As far as water gear goes, floaties are not exactly high tech. But the tiny air-filled bubbles some microorganisms use as flotation devices when they compete for light on the water surface are a different story.
Known as gas vesicles (GVs), the micrometer-sized bubbles hold great promise for a host of biomedical applications, including imaging, sensing, cellular manipulation and tracking and more. The problem is that researchers do not yet know how to make medically useful GV varieties in the lab.
Rice University bioengineers have now created a road map showing how a group of proteins interact to give rise to the bubbles’ nanometer-thin shell. By detangling some of the complex molecular processes that take place during GV assembly, Rice bioengineer George Lu and his team in the Laboratory for Synthetic Macromolecular Assemblies are now one step closer to unlocking powerful new diagnostics and therapeutics based on these naturally occurring structures.
“GVs are essentially tiny bubbles of air, so they can be used together with ultrasound to make things inside our bodies visible, such as cancer or specific parts of the body,” said Manuel Iburg, a Rice postdoctoral researcher who is the lead author on a study published in The EMBO Journal. “However, GVs cannot be made in a test tube or on an assembly line, and we cannot manufacture them from scratch.”
The family of GVs includes some of the smallest bubbles ever made, and they can subsist for months. Their stability over longer durations is due largely to the special structure of their protein shell, which is permeable to both individual water and gas molecules but has an inner surface that is highly water-repellent–hence the GVs’ ability to keep gas in even as they are submerged. And unlike synthetic nanobubbles, which are supplied with gas from without, GVs harness gas from the surrounding liquid.
The water-dwelling photosynthetic bacteria that use GVs to float closer to sunlight have specific genes encoding for the proteins that make up this special shell. However, despite knowing just how the tiny bubbles look and even why they tend to cluster together, researchers have yet to figure out the protein interactions that enable the structures’ assembly process.
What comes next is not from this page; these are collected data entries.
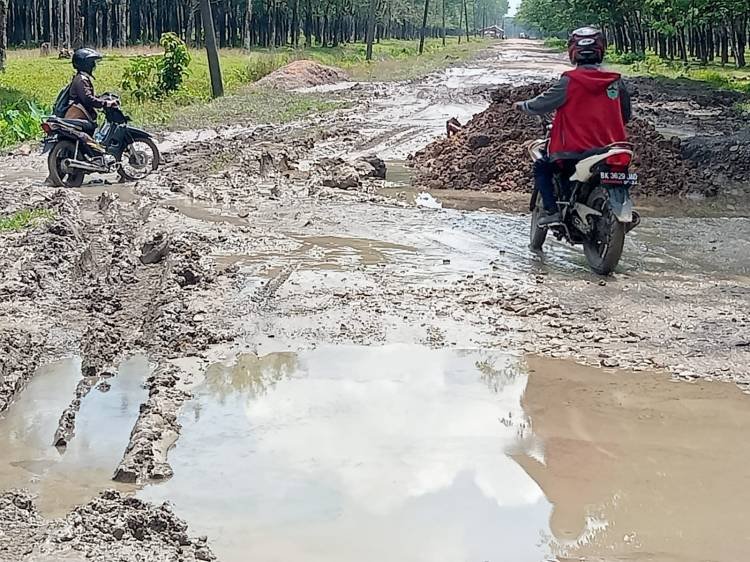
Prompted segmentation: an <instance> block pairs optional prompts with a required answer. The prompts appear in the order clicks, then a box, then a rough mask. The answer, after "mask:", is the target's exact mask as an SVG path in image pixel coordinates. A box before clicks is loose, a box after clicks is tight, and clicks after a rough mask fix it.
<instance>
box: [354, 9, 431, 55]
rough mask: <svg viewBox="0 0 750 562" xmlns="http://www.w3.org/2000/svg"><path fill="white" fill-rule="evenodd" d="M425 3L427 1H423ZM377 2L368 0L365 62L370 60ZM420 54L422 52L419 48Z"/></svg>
mask: <svg viewBox="0 0 750 562" xmlns="http://www.w3.org/2000/svg"><path fill="white" fill-rule="evenodd" d="M425 1H427V0H425ZM376 3H377V0H370V5H369V6H368V7H367V31H366V41H367V49H366V52H365V59H366V60H372V42H373V40H374V39H375V15H376V14H375V6H376ZM419 52H420V53H421V52H422V50H421V48H420V51H419Z"/></svg>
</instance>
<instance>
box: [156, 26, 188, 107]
mask: <svg viewBox="0 0 750 562" xmlns="http://www.w3.org/2000/svg"><path fill="white" fill-rule="evenodd" d="M159 45H161V46H162V47H163V48H164V56H162V57H161V58H160V59H159V63H158V68H157V70H158V73H159V80H158V83H159V89H160V90H161V91H162V92H164V93H165V94H167V95H169V94H171V93H172V92H176V91H177V90H179V88H180V86H182V82H183V81H184V80H185V76H186V75H187V73H188V66H189V65H190V53H189V52H188V48H187V45H185V43H184V42H183V41H182V39H180V38H179V37H178V36H177V35H175V34H174V33H165V34H164V35H162V36H161V39H160V40H159Z"/></svg>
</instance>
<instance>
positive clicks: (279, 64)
mask: <svg viewBox="0 0 750 562" xmlns="http://www.w3.org/2000/svg"><path fill="white" fill-rule="evenodd" d="M291 59H292V57H291V56H290V55H288V54H279V55H265V56H256V57H255V58H252V59H251V60H250V62H248V63H247V64H246V65H245V67H244V68H241V69H237V70H235V74H236V79H237V82H239V83H248V82H257V81H258V80H260V79H261V78H263V77H264V76H268V75H269V74H271V73H272V72H273V71H274V70H277V69H279V68H281V67H282V66H284V65H285V64H287V63H289V62H290V61H291Z"/></svg>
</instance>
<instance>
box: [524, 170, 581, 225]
mask: <svg viewBox="0 0 750 562" xmlns="http://www.w3.org/2000/svg"><path fill="white" fill-rule="evenodd" d="M576 162H577V160H555V161H554V162H552V161H550V159H549V158H547V157H544V158H542V159H541V160H537V161H536V162H534V187H536V188H537V190H538V191H539V193H541V194H542V204H543V205H544V209H545V210H546V211H547V212H549V213H556V212H557V197H555V187H554V184H553V182H552V180H553V178H554V177H555V174H560V189H561V190H562V193H561V194H560V197H561V198H567V197H569V194H570V181H569V178H570V176H571V175H573V173H574V172H575V167H576Z"/></svg>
Without some insight into the workings of these protein building blocks, plans for deploying lab-engineered GVs in medical applications must be placed on hold.
To address the problem, the researchers homed in on a group of 11 proteins they knew were part of the assembly process and figured out a method to track how each of them, in turn, interacts with the others inside the living parent cells.
“We had to be extremely thorough and constantly check whether our cells were still making GVs,” Iburg said. “One of the things we learned is that some of the GV proteins can be modified without too much trouble.”
The researchers used this insight to add or subtract certain GV proteins as they were running the tests, which allowed them to figure out that interactions between some of the proteins required help from other proteins in order to unfold properly. They also checked whether these individual interactions changed over the course of the GV assembly process.
“Through many such permutations and iterations, we created a road map showing how all these different proteins have to interact to produce a GV inside the cell,” Iburg said. “We learned from our experiments that this road map of GV interactions is very dense with many interdependent elements. Some of the GV proteins form subnetworks that seem to perform a smaller function in the overall process, some need to interact with many of the other parts of the assembling system, and some change their interactions over time.”
“We think GVs have great potential to be used for new, fast and comfortable ultrasound-based diagnosis or even treatment options for patients,” said Lu, an assistant professor of bioengineering at Rice and a Cancer Prevention and Research Institute of Texas (CPRIT) Scholar. “Our findings can also help researchers develop GVs that enable existing treatments to become even more precise, convenient and effective.”